On Our Nightstands: What Electric Lit Is Reading This Week

From Kathleen Collins to John Crowley, here are the books our staff is currently enjoying

Beasts by John Crowley

I read a short John Crowley book published in 1976 called Beasts. Despite its brevity, it contains an awful lot, more than can be covered in this short paragraph. I suspect that in light of recent discussion pieces I’ll get in trouble for making this claim, but I would say it’s a dystopic, speculative novel that slips between sci-fi and fantasy. It considers a future U.S. after it has been divided into various territories. The country is controlled by a thinly veiled dictatorship, but in the outlying territories, there are various communist enclaves and eco settlements. Scientists have recently developed a genetically modified species known as leos that crosses humans with lions. That species is now fighting for its rights and survival from human hunters. There is one character, Reynard, who is a cross between a fox and a human, but he’s the only one and is, unlike the leos, very powerful with a high position in the government. For the most part, Beasts follows three main characters: a leo called Painter who’s on a vengeance mission, Reynard, and a falconer who leaves his bird tower for a job as caretaker to the ruler’s children. As you might imagine, there are a lot of ideas being tossed around, and sometimes the writing feels that way: a salad of genre tropes. At other times, though, the writing is beautiful and the scenes distilling. And considering the book was written in the ’70s, there are moments that feel prescient. I’m excited to read some of Crowley’s more recent and developed work.

Lucie Shelly

High Art by Rubem Fonesca

As reported in my last update, I’m digging into more from Rubem Fonseca. This time it’s High Art, which so far reads like Cortázar by way of Raymond Chandler and ends the first chapter on the excellent line, rendered in English: “At times I have interpreted events and behavior. Am I not a lawyer professionally accustomed to the practice of hermeneutics?” Until further notice, I will continue reading Rubem Fonseca and only Rubem Fonseca.

Dwyer Murphy

I’m reading Whatever Happened to Interracial Love? by Kathleen Collins. The story behind this collection is fascinating and heartrending tale of under-recognized black female genius. Collins’s only feature film “Losing Ground” (1984) was “rediscovered” in 2015 and given its first official release at Lincoln Center, soon to be followed by this collection of story stories, written the decade before. The New Yorker describes it as, “a multidimensional revelation whose invisibility until now is as grievous a loss to literature as the near-disappearance of Losing Ground has been to the world of movies.”
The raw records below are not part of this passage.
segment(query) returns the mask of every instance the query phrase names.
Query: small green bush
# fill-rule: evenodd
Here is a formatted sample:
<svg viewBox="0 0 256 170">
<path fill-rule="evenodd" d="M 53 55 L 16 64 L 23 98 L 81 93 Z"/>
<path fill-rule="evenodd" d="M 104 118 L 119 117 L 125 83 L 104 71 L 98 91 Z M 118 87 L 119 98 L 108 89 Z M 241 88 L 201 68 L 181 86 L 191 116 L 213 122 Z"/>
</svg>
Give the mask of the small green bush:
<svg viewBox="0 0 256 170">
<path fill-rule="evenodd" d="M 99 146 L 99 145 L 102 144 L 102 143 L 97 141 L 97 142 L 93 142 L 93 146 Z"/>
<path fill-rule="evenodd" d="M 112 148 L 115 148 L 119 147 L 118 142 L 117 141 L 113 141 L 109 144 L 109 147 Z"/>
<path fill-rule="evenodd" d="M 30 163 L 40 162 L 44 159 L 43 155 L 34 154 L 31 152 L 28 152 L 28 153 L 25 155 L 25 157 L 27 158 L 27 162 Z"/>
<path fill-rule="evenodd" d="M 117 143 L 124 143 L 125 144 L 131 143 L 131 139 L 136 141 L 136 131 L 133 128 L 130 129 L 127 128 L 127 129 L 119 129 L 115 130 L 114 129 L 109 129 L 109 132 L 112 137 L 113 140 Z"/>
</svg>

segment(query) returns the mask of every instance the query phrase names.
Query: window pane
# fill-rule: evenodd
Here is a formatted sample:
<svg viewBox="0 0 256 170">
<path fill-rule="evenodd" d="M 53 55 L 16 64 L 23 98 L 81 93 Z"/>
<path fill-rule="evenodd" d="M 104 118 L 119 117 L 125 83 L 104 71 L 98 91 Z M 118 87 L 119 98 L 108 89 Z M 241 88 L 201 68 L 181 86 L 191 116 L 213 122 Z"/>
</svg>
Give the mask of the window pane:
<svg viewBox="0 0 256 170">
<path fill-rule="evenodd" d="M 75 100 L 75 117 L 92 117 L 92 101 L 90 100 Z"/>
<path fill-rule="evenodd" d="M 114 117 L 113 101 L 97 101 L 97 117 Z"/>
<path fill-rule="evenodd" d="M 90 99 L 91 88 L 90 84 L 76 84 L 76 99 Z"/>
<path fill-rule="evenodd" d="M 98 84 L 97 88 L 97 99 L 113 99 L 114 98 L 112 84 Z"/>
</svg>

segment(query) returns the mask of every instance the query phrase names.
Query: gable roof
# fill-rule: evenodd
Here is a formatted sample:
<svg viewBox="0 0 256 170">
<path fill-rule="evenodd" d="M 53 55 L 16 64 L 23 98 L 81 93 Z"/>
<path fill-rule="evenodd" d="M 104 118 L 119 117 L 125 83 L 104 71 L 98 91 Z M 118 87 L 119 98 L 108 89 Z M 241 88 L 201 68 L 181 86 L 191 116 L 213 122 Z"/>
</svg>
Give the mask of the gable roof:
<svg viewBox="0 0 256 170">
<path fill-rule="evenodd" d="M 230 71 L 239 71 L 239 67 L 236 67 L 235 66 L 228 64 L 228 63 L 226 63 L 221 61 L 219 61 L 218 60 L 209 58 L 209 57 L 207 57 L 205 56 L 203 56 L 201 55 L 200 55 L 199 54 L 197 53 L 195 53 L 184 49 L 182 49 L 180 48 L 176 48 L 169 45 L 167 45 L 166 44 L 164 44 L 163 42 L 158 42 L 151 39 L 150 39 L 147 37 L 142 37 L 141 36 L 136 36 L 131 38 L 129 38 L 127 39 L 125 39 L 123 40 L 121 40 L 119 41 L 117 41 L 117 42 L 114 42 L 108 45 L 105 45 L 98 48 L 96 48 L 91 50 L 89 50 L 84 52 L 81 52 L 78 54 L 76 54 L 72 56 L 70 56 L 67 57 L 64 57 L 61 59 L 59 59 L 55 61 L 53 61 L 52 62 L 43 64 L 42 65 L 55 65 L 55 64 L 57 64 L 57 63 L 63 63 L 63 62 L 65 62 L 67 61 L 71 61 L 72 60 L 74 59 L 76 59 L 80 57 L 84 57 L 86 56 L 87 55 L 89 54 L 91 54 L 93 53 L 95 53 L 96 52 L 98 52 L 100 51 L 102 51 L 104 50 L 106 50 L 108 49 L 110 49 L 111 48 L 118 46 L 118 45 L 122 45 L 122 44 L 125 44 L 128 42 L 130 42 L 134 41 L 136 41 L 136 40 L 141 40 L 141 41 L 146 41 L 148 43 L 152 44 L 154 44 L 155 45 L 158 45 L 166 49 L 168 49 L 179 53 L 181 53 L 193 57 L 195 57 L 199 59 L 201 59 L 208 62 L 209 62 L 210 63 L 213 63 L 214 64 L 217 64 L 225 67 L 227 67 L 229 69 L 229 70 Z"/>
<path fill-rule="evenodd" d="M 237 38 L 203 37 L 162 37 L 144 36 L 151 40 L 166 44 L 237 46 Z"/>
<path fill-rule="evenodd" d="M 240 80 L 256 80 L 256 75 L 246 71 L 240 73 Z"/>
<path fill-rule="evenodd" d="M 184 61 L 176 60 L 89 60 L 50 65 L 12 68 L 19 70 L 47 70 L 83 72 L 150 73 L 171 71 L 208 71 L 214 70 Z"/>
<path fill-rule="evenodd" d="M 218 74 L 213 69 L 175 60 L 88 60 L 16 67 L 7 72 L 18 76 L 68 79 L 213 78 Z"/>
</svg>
The stories themselves are even more remarkable, each experimenting with different voices and styles. How’s this for an opening gambit: “I had an uncle who cried himself to sleep. Yes, it’s quite a true story and it ended badly. That is to say, one night he cried himself to death.”

I was recently lamenting with a colleague how white the MFA short story cannon is, with Cheever, O’Connor, Carver, and Munro as its patron saints. Whatever Happened to Interracial Love? was written during the MFA workshop heyday, and serves as a reminder that should be obvious, but is unfortunately still very much needed: that the whiteness of the short story cannon is not for lack of extraordinary writing by people of color. Kathleen Collins died of breast cancer at 46. If there’s an upside to her stories being posthumously published, albeit a small one, it’s that the stories benefit from being, presumably, untouched by an editor, who would have tried to turn them into something more traditional. They are deceptively humble; often short but never slight, and totally original.